John Edmark

Lecturer
Stanford University
Stanford, California, USA

Much of my work celebrates the patterns underlying space and growth. Through kinetic sculptures and transformable objects, I strive to give viewers access to the surprising structures hidden within apparently amorphous space.

While art is often a vehicle for fantasy, my work is an invitation to plunge deeper into our own world and discover just how astonishing it can be. In experiencing a surprising behavior, one’s sense of wonder and delight is increased by the recognition that it is occurring within the context of actual physical constraints. The works can be thought of as instruments that amplify our awareness of the sometimes tenuous relationship between facts and perception.

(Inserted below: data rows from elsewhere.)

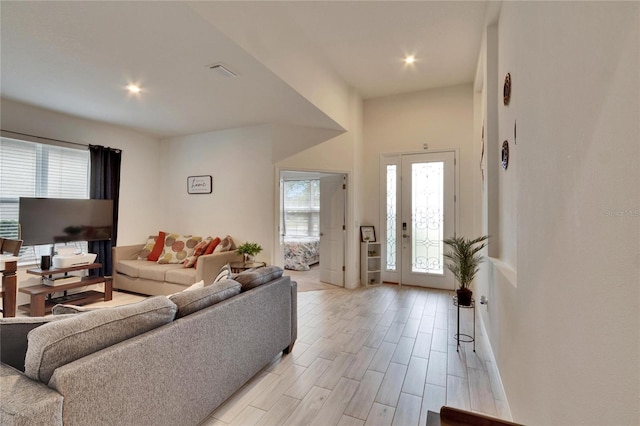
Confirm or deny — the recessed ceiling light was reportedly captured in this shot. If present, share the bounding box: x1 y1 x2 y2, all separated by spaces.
207 64 238 77
127 84 141 93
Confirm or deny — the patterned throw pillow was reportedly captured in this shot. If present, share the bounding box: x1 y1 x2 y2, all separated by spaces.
194 237 220 268
182 237 211 268
213 235 236 253
138 235 158 260
211 263 231 284
158 234 202 264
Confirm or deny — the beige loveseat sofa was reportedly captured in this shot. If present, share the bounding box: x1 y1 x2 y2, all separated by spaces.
112 244 242 296
0 267 297 426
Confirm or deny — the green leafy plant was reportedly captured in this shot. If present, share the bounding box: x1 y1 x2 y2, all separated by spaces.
443 235 489 289
238 242 262 256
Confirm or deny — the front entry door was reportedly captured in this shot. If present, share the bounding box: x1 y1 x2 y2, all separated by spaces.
399 152 455 290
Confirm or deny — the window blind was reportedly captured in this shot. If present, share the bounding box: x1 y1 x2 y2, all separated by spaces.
0 137 89 264
284 180 320 237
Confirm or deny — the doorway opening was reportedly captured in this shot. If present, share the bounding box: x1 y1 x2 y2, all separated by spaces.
277 170 347 287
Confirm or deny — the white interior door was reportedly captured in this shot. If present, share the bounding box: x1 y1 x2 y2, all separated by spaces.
399 152 455 290
320 175 346 287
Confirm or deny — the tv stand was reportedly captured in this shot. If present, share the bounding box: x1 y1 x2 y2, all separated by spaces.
18 263 113 317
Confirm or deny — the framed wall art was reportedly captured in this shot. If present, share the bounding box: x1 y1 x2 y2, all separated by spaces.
187 175 213 194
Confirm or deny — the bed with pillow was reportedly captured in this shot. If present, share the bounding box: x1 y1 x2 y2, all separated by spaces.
284 237 320 271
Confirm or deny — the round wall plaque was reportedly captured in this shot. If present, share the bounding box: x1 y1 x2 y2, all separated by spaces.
502 141 509 170
502 73 511 105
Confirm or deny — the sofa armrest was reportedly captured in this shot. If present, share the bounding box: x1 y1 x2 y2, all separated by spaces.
111 244 144 264
0 364 63 426
196 250 242 285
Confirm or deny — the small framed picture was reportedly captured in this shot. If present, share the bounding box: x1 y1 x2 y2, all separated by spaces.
360 226 376 243
187 176 213 194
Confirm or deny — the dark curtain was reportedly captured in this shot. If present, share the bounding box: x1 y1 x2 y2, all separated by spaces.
89 145 122 276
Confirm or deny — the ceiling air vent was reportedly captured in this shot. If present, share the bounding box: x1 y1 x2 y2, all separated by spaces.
208 64 238 77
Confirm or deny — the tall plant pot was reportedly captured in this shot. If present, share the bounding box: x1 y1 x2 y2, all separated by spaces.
456 288 473 306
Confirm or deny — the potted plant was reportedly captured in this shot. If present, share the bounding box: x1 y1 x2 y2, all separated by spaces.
443 235 489 306
238 242 262 263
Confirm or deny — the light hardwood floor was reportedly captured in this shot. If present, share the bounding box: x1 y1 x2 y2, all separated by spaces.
201 285 511 426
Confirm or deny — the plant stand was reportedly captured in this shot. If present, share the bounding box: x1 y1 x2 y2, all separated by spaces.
453 296 476 352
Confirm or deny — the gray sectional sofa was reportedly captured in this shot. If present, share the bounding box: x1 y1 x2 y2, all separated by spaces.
112 244 242 296
0 268 297 426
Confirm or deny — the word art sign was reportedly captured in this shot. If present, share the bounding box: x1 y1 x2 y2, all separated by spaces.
187 176 213 194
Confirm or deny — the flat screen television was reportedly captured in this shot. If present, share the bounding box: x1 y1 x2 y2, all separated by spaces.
19 197 113 246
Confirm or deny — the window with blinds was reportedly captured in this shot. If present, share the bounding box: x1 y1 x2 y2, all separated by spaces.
283 179 320 237
0 137 89 263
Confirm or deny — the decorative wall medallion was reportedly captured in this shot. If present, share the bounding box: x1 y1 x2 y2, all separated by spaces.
502 73 511 105
502 141 509 170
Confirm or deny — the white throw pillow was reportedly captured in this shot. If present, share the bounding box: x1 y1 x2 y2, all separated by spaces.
182 280 204 291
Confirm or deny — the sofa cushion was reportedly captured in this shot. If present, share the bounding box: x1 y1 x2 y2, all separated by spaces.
138 262 181 282
169 279 240 319
0 315 74 371
207 263 231 285
158 234 202 264
51 303 99 315
25 296 177 383
114 260 151 278
164 268 196 285
232 265 284 291
213 235 236 253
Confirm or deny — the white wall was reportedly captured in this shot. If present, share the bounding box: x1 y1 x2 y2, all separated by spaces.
480 2 640 425
274 91 364 288
159 125 274 262
1 99 162 245
362 84 478 246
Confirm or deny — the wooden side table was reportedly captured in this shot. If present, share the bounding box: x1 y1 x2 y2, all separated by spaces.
20 263 113 317
229 262 267 274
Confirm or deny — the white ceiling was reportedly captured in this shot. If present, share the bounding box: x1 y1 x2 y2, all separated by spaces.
0 1 488 137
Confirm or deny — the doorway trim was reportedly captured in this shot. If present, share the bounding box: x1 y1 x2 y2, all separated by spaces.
273 166 350 288
378 148 460 285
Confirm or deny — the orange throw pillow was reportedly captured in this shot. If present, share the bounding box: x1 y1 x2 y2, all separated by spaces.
147 231 166 262
193 237 220 268
203 237 220 255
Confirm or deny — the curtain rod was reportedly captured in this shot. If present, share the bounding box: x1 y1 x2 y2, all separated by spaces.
0 129 89 148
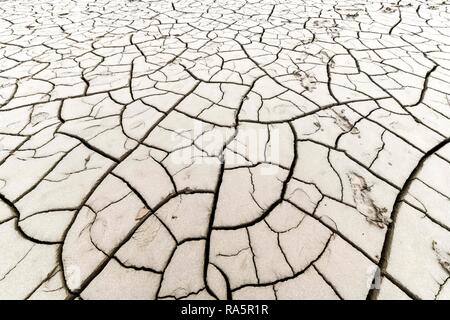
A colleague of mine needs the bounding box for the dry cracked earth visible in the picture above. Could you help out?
[0,0,450,299]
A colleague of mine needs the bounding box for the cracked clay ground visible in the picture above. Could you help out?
[0,0,450,299]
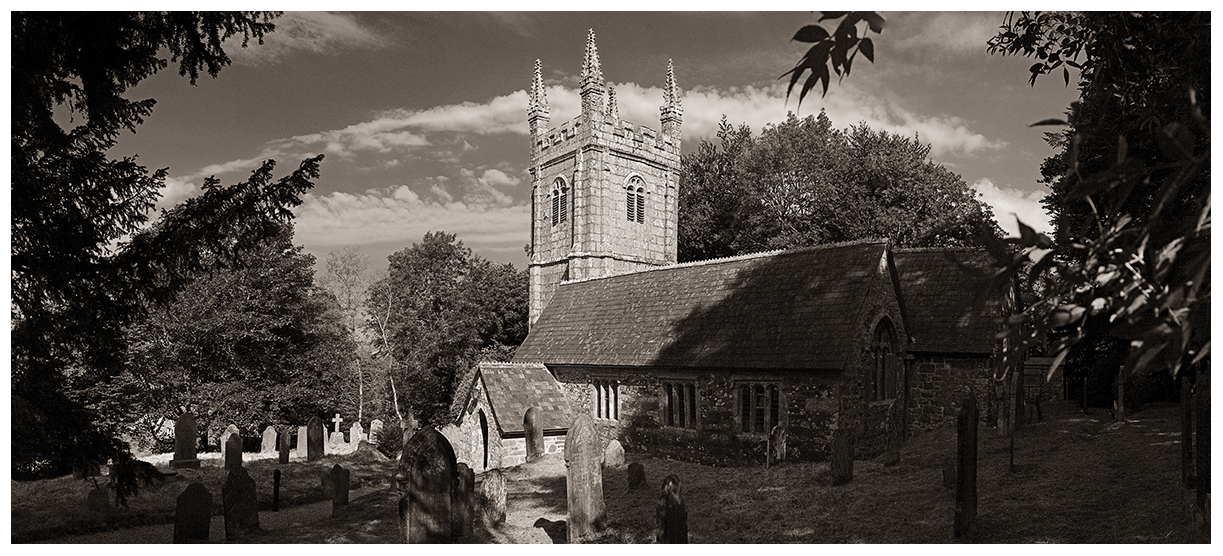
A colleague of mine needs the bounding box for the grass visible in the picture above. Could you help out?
[12,403,1210,543]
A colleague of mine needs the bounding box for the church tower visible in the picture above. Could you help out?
[527,29,684,324]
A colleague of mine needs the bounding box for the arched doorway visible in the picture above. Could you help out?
[479,409,488,470]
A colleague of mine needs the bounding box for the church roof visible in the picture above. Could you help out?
[477,363,574,433]
[515,241,895,369]
[893,248,1003,354]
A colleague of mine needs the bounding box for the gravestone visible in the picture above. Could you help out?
[654,475,687,545]
[565,413,607,543]
[955,395,973,538]
[276,429,292,466]
[216,423,240,455]
[764,425,785,467]
[395,428,456,544]
[369,419,384,446]
[221,467,259,540]
[174,483,213,544]
[170,413,199,469]
[603,440,624,467]
[830,426,854,485]
[84,488,110,512]
[522,406,543,462]
[306,415,323,462]
[478,469,506,525]
[450,463,476,539]
[259,425,276,453]
[629,462,646,489]
[225,434,242,469]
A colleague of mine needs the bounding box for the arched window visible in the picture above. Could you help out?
[863,318,900,402]
[624,176,646,222]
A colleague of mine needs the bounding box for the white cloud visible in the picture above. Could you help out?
[972,177,1053,236]
[225,12,391,65]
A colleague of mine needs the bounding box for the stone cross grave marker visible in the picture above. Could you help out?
[225,433,242,469]
[306,415,323,462]
[832,425,854,485]
[276,429,292,466]
[450,462,476,539]
[565,413,607,543]
[170,412,199,469]
[221,467,259,540]
[955,395,980,538]
[395,426,457,544]
[478,469,506,527]
[654,475,687,545]
[218,423,238,455]
[522,406,543,462]
[174,483,213,544]
[259,425,276,453]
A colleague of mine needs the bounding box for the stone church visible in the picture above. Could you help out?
[451,32,1004,469]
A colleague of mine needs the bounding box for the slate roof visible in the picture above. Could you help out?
[893,248,1003,354]
[515,241,895,369]
[477,363,574,434]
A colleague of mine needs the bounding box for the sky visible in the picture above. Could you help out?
[111,12,1077,271]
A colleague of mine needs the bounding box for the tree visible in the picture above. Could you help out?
[10,12,322,501]
[679,111,1000,260]
[368,232,527,424]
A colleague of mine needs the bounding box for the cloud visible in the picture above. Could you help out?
[225,12,393,65]
[972,177,1053,236]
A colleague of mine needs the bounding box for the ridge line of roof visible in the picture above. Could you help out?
[559,238,892,286]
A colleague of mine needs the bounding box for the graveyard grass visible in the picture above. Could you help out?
[12,403,1210,543]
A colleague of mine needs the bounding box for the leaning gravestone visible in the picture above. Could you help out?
[225,434,242,469]
[259,425,276,453]
[629,462,646,489]
[955,395,978,538]
[395,426,456,544]
[478,469,506,525]
[221,467,259,540]
[832,426,854,485]
[565,413,607,543]
[522,406,543,462]
[170,413,199,469]
[764,425,785,467]
[450,463,476,539]
[603,440,624,467]
[174,483,213,544]
[654,475,687,545]
[276,429,292,466]
[306,415,323,462]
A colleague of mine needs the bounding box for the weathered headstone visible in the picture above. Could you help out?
[221,467,259,540]
[478,469,506,525]
[84,489,110,512]
[629,462,646,489]
[603,439,624,467]
[259,425,276,453]
[522,406,543,462]
[216,423,240,455]
[395,428,456,544]
[174,483,213,544]
[306,415,323,462]
[276,429,292,466]
[955,395,983,538]
[330,463,351,517]
[764,425,785,467]
[225,434,242,469]
[450,463,476,539]
[565,413,607,543]
[170,413,199,469]
[654,475,687,545]
[369,419,384,446]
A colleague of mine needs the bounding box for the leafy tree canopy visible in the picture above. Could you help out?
[679,111,1002,262]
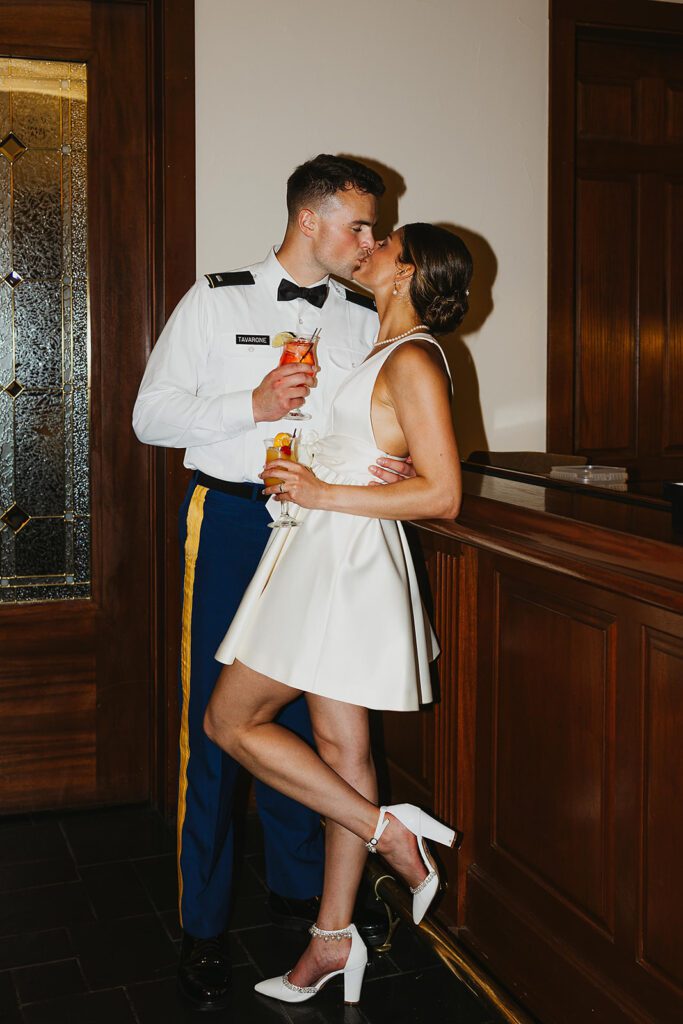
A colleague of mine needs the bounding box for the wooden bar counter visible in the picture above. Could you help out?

BLOOM 3.12.2016 SWM V3.0 “Meander”
BLOOM 3.12.2016 SWM V3.0 “Meander”
35 x 30 x 30 cm
3-d printed nylon with animator (arduino, LED, motor)
2016

Blooms are 3D printed sculptures designed to animate when spun under a strobe light. Unlike a 3D zoetrope, which animates a sequence of small changes to objects, a bloom animates as a single self-contained sculpture. The bloom’s animation effect is achieved by progressive rotations of the golden ratio, phi (ϕ), the same ratio that nature employs to generate the spiral patterns we see in pinecones and sunflowers. The rotational speed and strobe rate of the bloom are synchronized so that one flash occurs every time the bloom turns 137.5º (the angular version of phi). Each bloom’s particular form and behavior is determined by a unique parametric seed I call a phi-nome (/fī nōm/).